Chuck Schuldiner Project

Saturday, May 28, 2011

Versus the Collective

     Versus the Collective is somewhat frustrating to review, there's no convenient "benchmark" to compare them with, and reviewing a band without any benchmark for comparison usually ends with a list of esoteric adjectives (e.g. "the music sounds cement, the music sounds purple, the music sounds dangly"). So please bear with me through this.

     The most practical way I can describe Versus the Collective is by saying that they are effectively the lump sum of taking a so-so prog-core band, removing half of the the annoying, overused -core song elements (perhaps gang singing, pig squeals, sweep picking), replacing them with honest prog metal licks, and improving the other half of the "annoying, overused -core elements" (breakdowns, chugging, and alternating clean / heavy vocals or growls / shrieks) to a level where they are actually effective and enjoyable to listen to.
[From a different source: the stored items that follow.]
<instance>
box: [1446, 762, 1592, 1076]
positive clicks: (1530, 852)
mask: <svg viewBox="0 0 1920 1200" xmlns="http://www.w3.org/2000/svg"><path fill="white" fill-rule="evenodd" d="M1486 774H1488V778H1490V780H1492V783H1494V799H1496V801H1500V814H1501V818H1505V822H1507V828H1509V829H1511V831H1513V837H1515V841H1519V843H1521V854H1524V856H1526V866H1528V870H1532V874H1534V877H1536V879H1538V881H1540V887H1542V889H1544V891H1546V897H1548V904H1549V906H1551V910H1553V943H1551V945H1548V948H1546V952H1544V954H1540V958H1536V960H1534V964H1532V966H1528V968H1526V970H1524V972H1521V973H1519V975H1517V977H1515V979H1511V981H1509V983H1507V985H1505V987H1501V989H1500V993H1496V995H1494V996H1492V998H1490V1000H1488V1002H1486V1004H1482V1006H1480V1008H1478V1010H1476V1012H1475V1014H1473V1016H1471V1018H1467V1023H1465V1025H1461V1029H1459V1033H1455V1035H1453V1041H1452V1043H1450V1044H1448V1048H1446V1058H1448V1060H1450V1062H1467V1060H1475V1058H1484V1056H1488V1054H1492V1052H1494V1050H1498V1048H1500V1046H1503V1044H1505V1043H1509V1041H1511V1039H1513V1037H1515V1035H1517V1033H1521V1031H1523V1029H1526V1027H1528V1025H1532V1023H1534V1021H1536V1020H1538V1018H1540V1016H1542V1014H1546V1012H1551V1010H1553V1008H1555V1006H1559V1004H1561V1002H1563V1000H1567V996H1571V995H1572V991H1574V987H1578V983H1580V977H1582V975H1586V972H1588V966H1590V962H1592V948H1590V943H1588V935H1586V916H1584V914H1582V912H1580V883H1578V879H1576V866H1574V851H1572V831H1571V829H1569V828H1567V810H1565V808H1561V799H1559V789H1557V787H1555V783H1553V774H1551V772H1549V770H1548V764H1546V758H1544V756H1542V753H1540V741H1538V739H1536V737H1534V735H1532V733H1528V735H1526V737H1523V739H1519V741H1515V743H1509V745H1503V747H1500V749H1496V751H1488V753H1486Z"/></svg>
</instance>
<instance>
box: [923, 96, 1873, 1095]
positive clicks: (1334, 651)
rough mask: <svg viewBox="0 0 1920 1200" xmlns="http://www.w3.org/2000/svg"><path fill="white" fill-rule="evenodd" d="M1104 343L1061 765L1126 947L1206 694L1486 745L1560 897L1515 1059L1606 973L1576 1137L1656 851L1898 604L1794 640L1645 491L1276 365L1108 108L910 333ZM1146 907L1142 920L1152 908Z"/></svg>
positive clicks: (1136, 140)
Then you take this, and you dress it up with a punchy guitar and bass tone, and a distinctly "prog" timbre. I guess in a lot of ways the prog side of the sound is reminiscent of Necrophagist and the metalcore part of the sound seems to be derived more from The Dillinger Escape plan.

     Expatiating on the latter half of these song elements, Versus the Collective's effective use of the elements has to do with their limited use of them. Rather than just tossing in a "breakdown" for the sake of making the song heavy, Versus the Collective apparently looked over their songs, and adds them in where the song actually needs a change of pace, not where the song needs heaviness. The "chugging" equates more to slower, more punctual riffs, then to picking one open note over and over. Clean / heavy wise, Versus the Collective just has a good vocalist.
 
     So now that I've attempted to negate any negative connotations associated with the "prog-core" label, I can focus on what is, IMO, the high point on the album, the vocals. This vocalist is easily one of the better vocalists I've heard; he can go most of the way up into the "shrieking" range without tearing up your eardrums; he can deliver powerful lower growls with ease; and, he can cover most anything in between with "grace" as it applies to growls and screams. On the clean vocals he sounds a good deal like Scar Symmetry's vocalist, he has this emotional, ultra clean tone thats audibly pleasing on its own, not because of contrast to the rest of the song or the difficulty of going from screaming to clean vocals. Drums wise, the most notable aspect of Versus the Collective is less "complexity" than velocity and timing. At moments, the drums hit so fast, and with such timing that they sort of blend into the rest of the song.

     So in case I under-hyped this band in the above paragraphs, I'll be a little more blunt (and a lot less scientific); Versus the Collective is really damn good.